For the past two years I have had the opportunity to teach a Christmas Bible study at the church. I have to start earlier in the season preparing... so my heart has gotten into Christmas a little earlier this year again.... that and the fact that all my friends here are thinking I'm crazy that I'm just putting out pilgrims instead of being like them and putting out Christmas trees!
The next few weeks leading up to Christmas I'll be writing about the characters, the structure, and parts of the Nativity scene.
I'd like to start with the "stable". Until recently, I used my childhood perception of the manger being in a barn... like Pa Ingalls had... I didn't know it was most likely a cave or a lower room of someone's residence. There are many suggestions... just google them... but I do know that whatever Jesus was born in was STABLE... whether it looked like Pa Ingalls's barn, or a cave, or a basement area... it was stable. I think the play on words there is not irony... it is truly stable.

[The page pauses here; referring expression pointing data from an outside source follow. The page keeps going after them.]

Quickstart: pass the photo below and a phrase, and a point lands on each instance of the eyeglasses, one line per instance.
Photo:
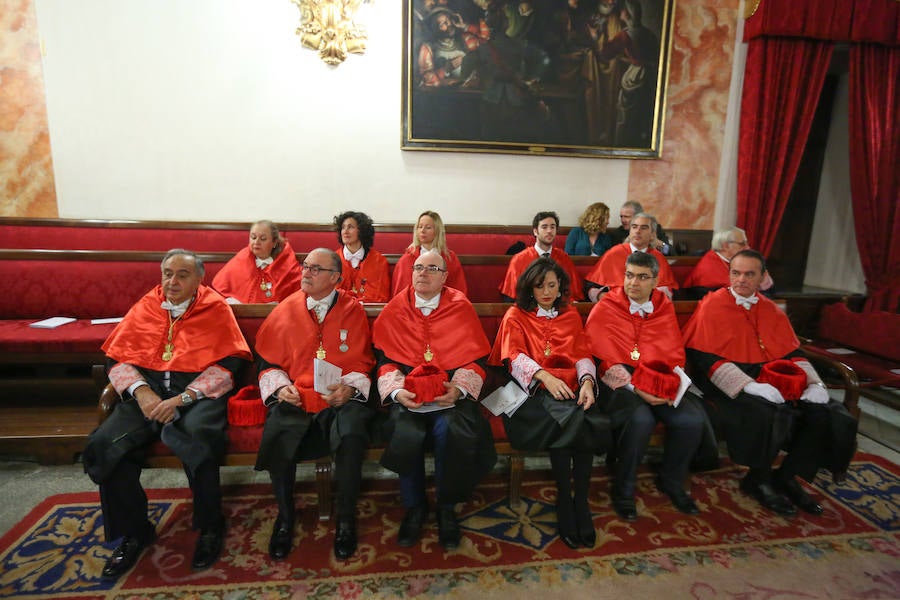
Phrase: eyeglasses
(314, 269)
(639, 276)
(429, 268)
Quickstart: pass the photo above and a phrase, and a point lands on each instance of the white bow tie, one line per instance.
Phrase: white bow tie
(645, 309)
(432, 304)
(319, 306)
(746, 302)
(354, 257)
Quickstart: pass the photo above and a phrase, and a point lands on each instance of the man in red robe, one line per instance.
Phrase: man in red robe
(430, 348)
(321, 323)
(634, 333)
(610, 271)
(766, 395)
(544, 226)
(265, 271)
(711, 272)
(176, 355)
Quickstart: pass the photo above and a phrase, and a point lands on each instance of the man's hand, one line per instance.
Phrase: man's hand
(764, 390)
(450, 397)
(340, 395)
(290, 394)
(815, 394)
(407, 399)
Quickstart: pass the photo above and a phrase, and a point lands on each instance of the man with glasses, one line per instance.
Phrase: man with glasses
(307, 417)
(431, 351)
(711, 272)
(610, 271)
(635, 335)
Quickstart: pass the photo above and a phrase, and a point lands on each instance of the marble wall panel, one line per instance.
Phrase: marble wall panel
(680, 187)
(27, 187)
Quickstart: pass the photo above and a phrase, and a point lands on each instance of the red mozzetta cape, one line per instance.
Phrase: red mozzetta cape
(711, 271)
(720, 327)
(520, 262)
(241, 279)
(204, 335)
(612, 329)
(402, 277)
(610, 271)
(370, 282)
(289, 338)
(452, 330)
(525, 333)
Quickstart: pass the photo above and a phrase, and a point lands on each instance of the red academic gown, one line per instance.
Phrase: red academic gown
(520, 262)
(610, 270)
(453, 333)
(402, 276)
(241, 279)
(370, 282)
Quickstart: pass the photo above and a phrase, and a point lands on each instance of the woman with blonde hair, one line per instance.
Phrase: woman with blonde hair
(590, 237)
(428, 236)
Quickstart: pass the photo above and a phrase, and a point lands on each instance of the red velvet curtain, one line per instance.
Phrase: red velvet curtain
(782, 82)
(874, 120)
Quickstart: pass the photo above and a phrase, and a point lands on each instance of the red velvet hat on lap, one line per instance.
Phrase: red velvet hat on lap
(245, 408)
(426, 382)
(785, 376)
(655, 377)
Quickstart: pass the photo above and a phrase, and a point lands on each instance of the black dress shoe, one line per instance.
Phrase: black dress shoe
(411, 526)
(624, 507)
(345, 538)
(766, 495)
(680, 499)
(796, 494)
(208, 548)
(448, 529)
(125, 555)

Using the word "stable"... I think it's important for me to have a stable foundation of what the true story of Christmas is... where I should focus... I can put up decorations, make homemade gifts, bake cookies for neighbors, and plan the best parties ever, but if I don't have a foundation... a stable home... none of those things will truly bring me joy. I've been there... I've tried to buy happiness for my children, I've tried to buy happiness for myself... and I've tried to find happiness in friends, or trips, or Hallmark channel activities that make those actors smile... but I really don't need to look anywhere except the stable... where the manger was.
I recently finished a Bible study where we discussed making our bodies vessels for Christ... is He welcome there... are we creating a healthy vessel... are we using our vessels to do what Christ is asking us to do... I picture the stable as the vessel that Christ was born in... the foundation... and I think about our house... are we doing everything we can to prepare a stable foundation for what life has to offer and bring? I sure hope so... we aren't perfect, but I believe with all my heart if we focus on the real reason of Christmas we will be just fine.

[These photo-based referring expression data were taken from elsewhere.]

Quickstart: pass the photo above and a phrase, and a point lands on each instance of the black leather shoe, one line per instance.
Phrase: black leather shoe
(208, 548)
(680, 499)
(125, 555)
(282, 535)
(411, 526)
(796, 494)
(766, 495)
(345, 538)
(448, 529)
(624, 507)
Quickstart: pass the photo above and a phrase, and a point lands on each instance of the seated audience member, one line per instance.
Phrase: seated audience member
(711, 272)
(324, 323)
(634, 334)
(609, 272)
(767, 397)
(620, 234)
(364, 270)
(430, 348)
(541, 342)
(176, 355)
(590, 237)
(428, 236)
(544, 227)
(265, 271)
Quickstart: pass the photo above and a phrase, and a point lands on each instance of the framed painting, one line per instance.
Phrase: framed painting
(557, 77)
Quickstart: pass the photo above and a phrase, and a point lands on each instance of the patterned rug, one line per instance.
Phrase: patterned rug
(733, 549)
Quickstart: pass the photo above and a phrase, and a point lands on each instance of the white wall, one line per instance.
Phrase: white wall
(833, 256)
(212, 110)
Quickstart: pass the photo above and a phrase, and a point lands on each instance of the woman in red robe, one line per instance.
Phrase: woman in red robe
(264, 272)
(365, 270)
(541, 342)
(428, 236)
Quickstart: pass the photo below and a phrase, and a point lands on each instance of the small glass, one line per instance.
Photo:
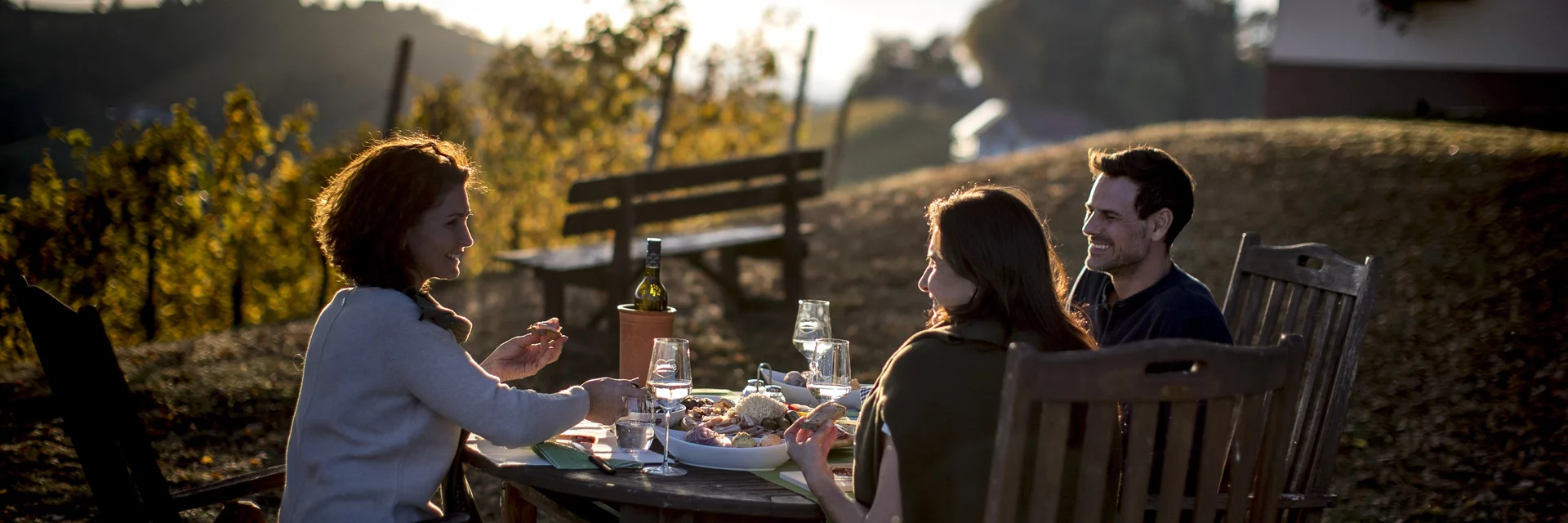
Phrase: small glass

As I prepare for this Christmas season, I pray my heart focuses on the stability of a life with the foundation being Jesus Christ... I pray my heart focuses on the parts of the nativity scene and remembers that not one part of the Christmas Story was just added for excitement or enhancement... everything... down to the animals was there for a reason...

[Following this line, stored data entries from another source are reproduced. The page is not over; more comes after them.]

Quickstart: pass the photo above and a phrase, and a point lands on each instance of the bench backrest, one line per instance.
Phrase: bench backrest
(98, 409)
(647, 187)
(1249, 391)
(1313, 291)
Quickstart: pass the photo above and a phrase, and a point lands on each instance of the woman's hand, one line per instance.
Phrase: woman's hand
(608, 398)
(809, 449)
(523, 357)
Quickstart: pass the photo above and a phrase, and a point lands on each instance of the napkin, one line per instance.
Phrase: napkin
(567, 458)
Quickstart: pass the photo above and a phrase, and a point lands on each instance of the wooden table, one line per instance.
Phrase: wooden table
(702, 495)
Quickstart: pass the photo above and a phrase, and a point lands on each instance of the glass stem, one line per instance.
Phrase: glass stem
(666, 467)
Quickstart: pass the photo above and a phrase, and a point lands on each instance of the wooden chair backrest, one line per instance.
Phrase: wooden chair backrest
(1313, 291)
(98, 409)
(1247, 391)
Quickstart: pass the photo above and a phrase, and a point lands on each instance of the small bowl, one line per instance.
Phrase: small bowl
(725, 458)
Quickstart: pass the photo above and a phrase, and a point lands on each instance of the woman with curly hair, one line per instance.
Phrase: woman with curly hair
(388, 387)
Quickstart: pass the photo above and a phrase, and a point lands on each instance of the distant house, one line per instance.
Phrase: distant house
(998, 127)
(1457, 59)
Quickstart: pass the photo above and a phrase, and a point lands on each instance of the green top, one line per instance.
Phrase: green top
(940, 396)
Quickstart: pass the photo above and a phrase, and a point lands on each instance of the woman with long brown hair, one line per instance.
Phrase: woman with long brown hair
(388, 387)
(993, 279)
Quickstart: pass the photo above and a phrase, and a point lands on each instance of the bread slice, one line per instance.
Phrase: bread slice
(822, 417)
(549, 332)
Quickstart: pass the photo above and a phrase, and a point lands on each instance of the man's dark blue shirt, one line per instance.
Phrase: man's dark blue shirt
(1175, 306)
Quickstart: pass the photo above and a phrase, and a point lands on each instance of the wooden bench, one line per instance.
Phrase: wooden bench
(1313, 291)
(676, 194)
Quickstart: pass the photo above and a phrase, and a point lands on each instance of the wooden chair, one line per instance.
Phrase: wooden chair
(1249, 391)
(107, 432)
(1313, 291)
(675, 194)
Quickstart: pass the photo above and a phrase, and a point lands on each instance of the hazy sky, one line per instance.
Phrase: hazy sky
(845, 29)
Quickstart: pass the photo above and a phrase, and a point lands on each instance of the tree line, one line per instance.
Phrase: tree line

Maybe Christmas is hard for you... maybe you act like you really love it, but you don't... maybe you openly dread every second of it... maybe you need to renew that Christmas spirit and renew a relationship with Jesus that you haven't worked on lately... maybe you need to work on the "stable"... your body, your heart, your mind to welcome Him inside... I hope you will be willing to open up and share with us during this season as we prepare to celebrate his birth.